Так начинался памятный день 2 сентября 1793 года.

Около полудня грянула совсем уже невероятная весть: будто оппозиционеры составили заговор на жизнь короля, который должен быть приведен в исполнение во время заседания этого дня, и будто поэтому Сиверс был вынужден принять меры для охраны особы его величества.

Цареубийство! Якобинцы! Приемы французской революции!

Все общество содрогнулось от ужаса.

Выдумка была дьявольская, она была рассчитана на то, чтобы вызвать ненависть к оппозиционерам.

Последние приняли ее спокойно. Они, невзирая на препятствия, собрались на обед у Зелинского.

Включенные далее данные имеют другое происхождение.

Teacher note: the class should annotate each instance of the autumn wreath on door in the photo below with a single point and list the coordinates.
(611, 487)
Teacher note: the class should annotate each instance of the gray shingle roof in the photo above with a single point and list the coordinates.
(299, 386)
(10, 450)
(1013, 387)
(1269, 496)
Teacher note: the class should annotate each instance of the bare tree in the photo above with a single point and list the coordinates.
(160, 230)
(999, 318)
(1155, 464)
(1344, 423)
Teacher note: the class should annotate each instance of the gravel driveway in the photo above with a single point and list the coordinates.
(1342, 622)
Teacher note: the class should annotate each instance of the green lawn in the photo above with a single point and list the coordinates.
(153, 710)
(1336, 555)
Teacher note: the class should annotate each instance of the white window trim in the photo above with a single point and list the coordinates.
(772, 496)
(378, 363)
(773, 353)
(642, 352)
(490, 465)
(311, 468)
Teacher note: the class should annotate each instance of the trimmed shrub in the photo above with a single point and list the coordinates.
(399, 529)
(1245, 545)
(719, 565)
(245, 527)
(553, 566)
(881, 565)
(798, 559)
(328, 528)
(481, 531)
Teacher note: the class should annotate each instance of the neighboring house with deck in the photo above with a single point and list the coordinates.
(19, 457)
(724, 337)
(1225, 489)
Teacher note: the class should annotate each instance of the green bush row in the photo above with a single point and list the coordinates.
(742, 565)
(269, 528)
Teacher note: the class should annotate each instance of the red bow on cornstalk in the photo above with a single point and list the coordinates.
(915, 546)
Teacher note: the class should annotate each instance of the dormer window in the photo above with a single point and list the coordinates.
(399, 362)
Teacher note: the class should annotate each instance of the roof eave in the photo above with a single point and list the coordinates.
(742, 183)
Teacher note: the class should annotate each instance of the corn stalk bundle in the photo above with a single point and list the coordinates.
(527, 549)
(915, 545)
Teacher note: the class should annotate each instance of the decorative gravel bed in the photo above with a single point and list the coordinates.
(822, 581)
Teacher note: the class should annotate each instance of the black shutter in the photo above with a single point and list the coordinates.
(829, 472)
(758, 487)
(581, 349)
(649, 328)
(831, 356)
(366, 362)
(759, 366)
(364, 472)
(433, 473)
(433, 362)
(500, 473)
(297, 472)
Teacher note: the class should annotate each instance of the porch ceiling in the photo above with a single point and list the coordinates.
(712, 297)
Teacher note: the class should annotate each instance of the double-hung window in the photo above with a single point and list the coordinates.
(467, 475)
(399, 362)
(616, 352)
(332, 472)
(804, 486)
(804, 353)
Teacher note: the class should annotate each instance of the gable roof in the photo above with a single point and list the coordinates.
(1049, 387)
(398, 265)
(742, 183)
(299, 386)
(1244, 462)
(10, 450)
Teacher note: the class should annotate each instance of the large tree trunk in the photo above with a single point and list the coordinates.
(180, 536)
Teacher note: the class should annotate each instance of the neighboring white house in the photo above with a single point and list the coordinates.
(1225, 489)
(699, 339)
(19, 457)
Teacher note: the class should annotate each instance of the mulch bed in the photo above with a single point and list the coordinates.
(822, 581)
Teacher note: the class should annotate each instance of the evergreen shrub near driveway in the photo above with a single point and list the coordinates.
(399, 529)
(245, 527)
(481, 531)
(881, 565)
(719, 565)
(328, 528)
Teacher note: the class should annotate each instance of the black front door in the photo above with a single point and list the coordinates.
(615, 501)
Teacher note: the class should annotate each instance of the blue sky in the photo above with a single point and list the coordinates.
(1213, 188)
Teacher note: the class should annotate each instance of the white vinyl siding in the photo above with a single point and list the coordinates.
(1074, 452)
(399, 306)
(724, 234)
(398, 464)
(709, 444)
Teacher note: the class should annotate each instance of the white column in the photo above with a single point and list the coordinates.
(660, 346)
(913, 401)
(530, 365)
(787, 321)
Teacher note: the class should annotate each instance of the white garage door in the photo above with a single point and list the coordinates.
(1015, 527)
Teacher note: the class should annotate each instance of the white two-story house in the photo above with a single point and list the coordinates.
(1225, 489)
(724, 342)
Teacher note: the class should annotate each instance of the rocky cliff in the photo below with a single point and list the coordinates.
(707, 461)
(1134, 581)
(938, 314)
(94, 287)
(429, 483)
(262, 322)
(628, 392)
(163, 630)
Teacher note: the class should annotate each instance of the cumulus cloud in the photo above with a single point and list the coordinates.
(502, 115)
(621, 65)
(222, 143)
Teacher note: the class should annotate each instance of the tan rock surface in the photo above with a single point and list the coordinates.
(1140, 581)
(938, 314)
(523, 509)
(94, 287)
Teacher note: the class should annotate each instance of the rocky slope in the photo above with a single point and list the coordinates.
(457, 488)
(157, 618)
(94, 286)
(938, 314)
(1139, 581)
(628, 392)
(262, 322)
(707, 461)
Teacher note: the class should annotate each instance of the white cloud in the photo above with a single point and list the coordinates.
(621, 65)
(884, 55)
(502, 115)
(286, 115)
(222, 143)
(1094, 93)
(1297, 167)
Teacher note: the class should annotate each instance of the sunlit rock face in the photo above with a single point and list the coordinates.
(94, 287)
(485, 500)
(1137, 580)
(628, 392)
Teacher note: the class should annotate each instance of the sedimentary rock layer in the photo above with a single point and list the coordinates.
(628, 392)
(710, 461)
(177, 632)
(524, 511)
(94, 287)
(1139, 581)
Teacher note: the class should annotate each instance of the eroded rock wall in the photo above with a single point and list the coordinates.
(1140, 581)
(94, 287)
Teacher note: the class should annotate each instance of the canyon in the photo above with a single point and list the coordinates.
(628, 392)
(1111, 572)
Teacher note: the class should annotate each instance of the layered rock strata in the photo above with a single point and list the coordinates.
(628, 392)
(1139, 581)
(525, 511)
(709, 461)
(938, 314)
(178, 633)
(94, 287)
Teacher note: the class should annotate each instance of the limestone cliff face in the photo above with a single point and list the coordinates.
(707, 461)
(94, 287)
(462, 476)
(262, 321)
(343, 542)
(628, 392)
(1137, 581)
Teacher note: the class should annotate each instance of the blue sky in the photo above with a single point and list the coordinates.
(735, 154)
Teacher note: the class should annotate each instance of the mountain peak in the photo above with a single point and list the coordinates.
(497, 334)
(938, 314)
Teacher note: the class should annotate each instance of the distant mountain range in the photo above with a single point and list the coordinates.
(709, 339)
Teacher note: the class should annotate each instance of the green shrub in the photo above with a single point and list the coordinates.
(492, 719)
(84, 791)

В столовой, выходившей окнами в какой-то тихий переулок, царило угрюмое молчанье. Скаржинский, согбенный под бременем забот, переходил взволнованно от окна к окну. Краснодембский спешно что-то записывал, Микорский покуривал трубку, скрывая в клубах дыма разгоряченное лицо, Шидловский читал последний номер «Гамбургской газеты», остальные же, человек пятнадцать, сидели за не убранным еще столом, попивая венгерское вино и перешептываясь друг с другом.